But after a while, it became hard for Valadez to overlook the impact that losing these relatives had on him. The music itself, the instrumentation, reminded him of their influence on his life. He was forced to deal with the very thing he wanted to avoid.

“For some reason, there’s a lot of strings on this album,” he says. “I’ve grown up appreciating strings and I’ve always wanted to make an album that would make me feel a certain way. I’d send a track to people who were performing the strings, and I’m like, ‘I need this song to cry.’”

Valadez’s love of strings started when he was 5 years old and he heard Diana Ross’ “Theme From Mahogany” for the first time. “There’s a crazy string section in that song. And I’ve always wanted to replicate that, because strings move me,” he explains. “And so, when I had access to all these string players, I knew that I wanted to do that on this album. I wanna make people feel the way I did when I was 5.”

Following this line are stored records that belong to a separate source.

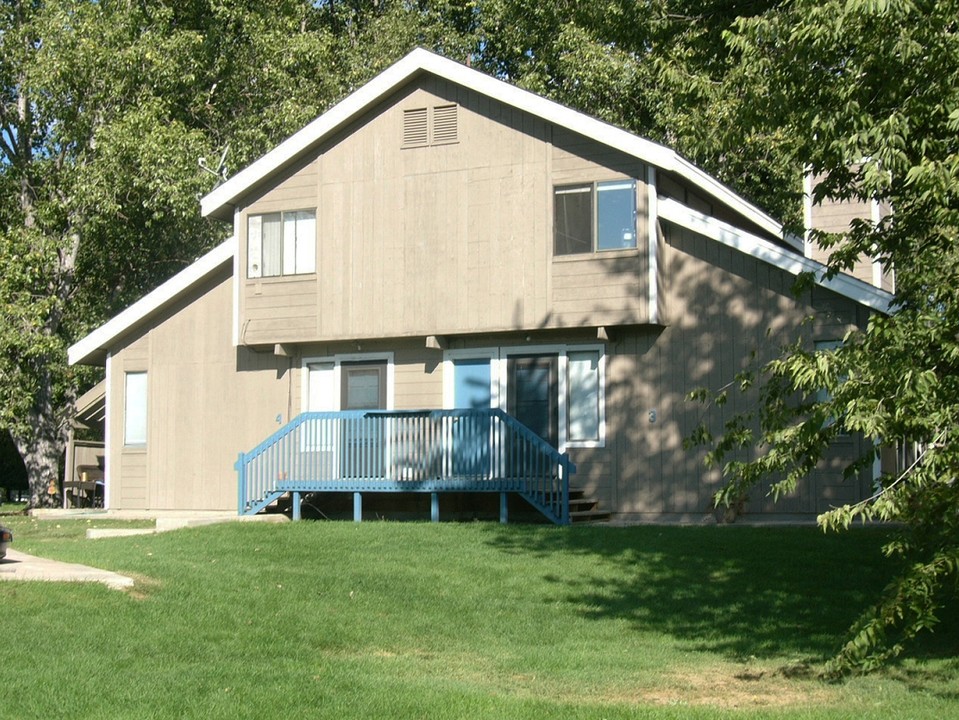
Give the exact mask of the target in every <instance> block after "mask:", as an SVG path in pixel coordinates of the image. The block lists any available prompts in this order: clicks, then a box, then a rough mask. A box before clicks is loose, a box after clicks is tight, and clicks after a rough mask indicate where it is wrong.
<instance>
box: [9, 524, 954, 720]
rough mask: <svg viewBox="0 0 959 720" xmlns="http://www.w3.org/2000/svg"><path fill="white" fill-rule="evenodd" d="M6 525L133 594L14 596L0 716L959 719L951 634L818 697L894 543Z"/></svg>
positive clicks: (796, 538)
mask: <svg viewBox="0 0 959 720" xmlns="http://www.w3.org/2000/svg"><path fill="white" fill-rule="evenodd" d="M4 509H6V508H4ZM3 522H5V523H6V524H7V525H10V526H12V528H13V530H14V532H15V533H16V547H17V548H19V549H20V550H23V551H25V552H33V553H37V554H41V555H45V556H48V557H55V558H60V559H64V560H69V561H72V562H84V563H88V564H93V565H98V566H100V567H105V568H109V569H111V570H115V571H118V572H121V573H125V574H128V575H132V576H133V577H135V578H136V580H137V585H136V588H135V589H134V590H133V591H132V592H129V593H123V592H118V591H115V590H109V589H107V588H105V587H101V586H97V585H80V584H76V585H53V584H34V583H10V582H7V583H2V584H0V598H2V610H0V638H2V639H3V647H4V650H5V652H4V657H3V660H2V662H0V718H18V719H20V718H53V717H57V718H138V719H140V718H229V719H230V720H234V719H236V718H327V717H329V718H377V717H380V718H496V719H497V720H499V719H502V718H537V719H538V718H597V719H598V718H610V719H612V718H637V717H640V718H647V717H649V718H678V717H682V718H686V717H693V718H716V717H788V718H820V717H822V718H846V717H848V718H862V717H866V718H888V717H897V718H927V717H928V718H935V719H936V720H939V719H940V718H945V717H957V716H959V661H957V658H959V650H957V640H956V639H957V637H959V632H957V631H956V628H955V627H949V626H943V627H941V628H939V629H938V631H937V634H936V635H935V636H932V638H931V640H929V641H927V642H926V643H925V644H924V645H923V646H921V647H919V648H917V652H918V655H919V657H920V659H919V660H910V661H905V662H902V663H900V664H898V665H896V666H895V667H892V668H890V669H889V670H887V671H885V672H883V673H881V674H878V675H874V676H870V677H866V678H854V679H851V680H848V681H846V682H844V683H840V684H828V683H824V682H821V681H819V680H816V679H815V677H814V673H813V672H812V671H814V670H815V668H816V666H817V665H818V664H819V663H821V662H822V661H823V660H824V659H825V658H826V657H828V656H829V654H830V653H832V652H834V651H835V650H836V648H837V645H838V643H839V642H840V640H841V637H842V632H843V630H844V629H845V627H846V626H848V624H849V623H850V622H851V621H852V620H853V619H854V618H855V616H856V615H857V614H858V612H859V611H860V609H861V608H862V607H863V605H864V604H865V603H866V602H867V601H868V599H869V598H870V597H871V596H872V595H873V594H874V593H875V592H876V591H877V589H878V588H880V587H882V585H883V584H884V582H885V581H886V579H887V577H886V576H887V573H888V568H885V567H884V565H883V564H882V562H881V560H880V553H879V545H880V543H881V541H882V539H883V537H884V535H883V534H882V533H881V532H879V531H875V530H860V531H856V532H852V533H849V534H848V535H845V536H840V537H836V536H823V535H822V534H821V533H820V532H818V531H816V530H815V529H812V528H803V529H796V528H748V527H735V526H734V527H718V528H717V527H681V528H674V527H637V528H625V529H623V528H602V527H592V528H579V527H575V528H565V529H564V528H555V527H543V526H537V527H532V526H520V525H512V526H500V525H498V524H494V523H472V524H445V523H444V524H438V525H432V524H427V523H385V522H367V523H363V524H359V525H357V524H353V523H345V522H343V523H340V522H305V521H304V522H300V523H289V524H282V525H274V524H252V523H231V524H226V525H220V526H211V527H205V528H199V529H195V530H181V531H176V532H172V533H166V534H162V535H155V536H154V535H151V536H139V537H128V538H116V539H109V540H96V541H88V540H84V539H82V536H83V532H84V530H85V529H86V528H87V527H90V526H94V525H96V526H101V527H102V526H106V525H107V524H108V523H106V522H103V521H96V522H90V523H88V522H87V521H84V520H79V521H78V520H69V521H67V520H57V521H35V520H32V519H29V518H11V517H5V518H3Z"/></svg>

To make the video for Fade Away track “Onward Solo Samba” (premiered above), Valadez and his friend Holly Gable took to the streets of L.A. and Long Beach to echo the concept of the album on camera. “The video is about fading away,” Valadez explains. “Fading away into the streets. Fading away into one another or with one another. Fading away across L..A, and finally into the ocean.”

In the end, that’s what Fade Away is about: savoring each passing moment, then releasing it to make room for new moments and experiences. It’s not about death or loss, and it doesn’t necessarily have to be sad or depressing, either. It’s about waking up to take Smedley for a walk as the sun rises and the waves come and go. It’s about letting go of the old you and embracing the new.

“As you grow older you react differently to things, you develop new sides to yourself that you didn’t know existed,” Valadez says. “Where does the old you go? It just fades away.”

Anthony Valadez's Fade Away is out now via Plug Research.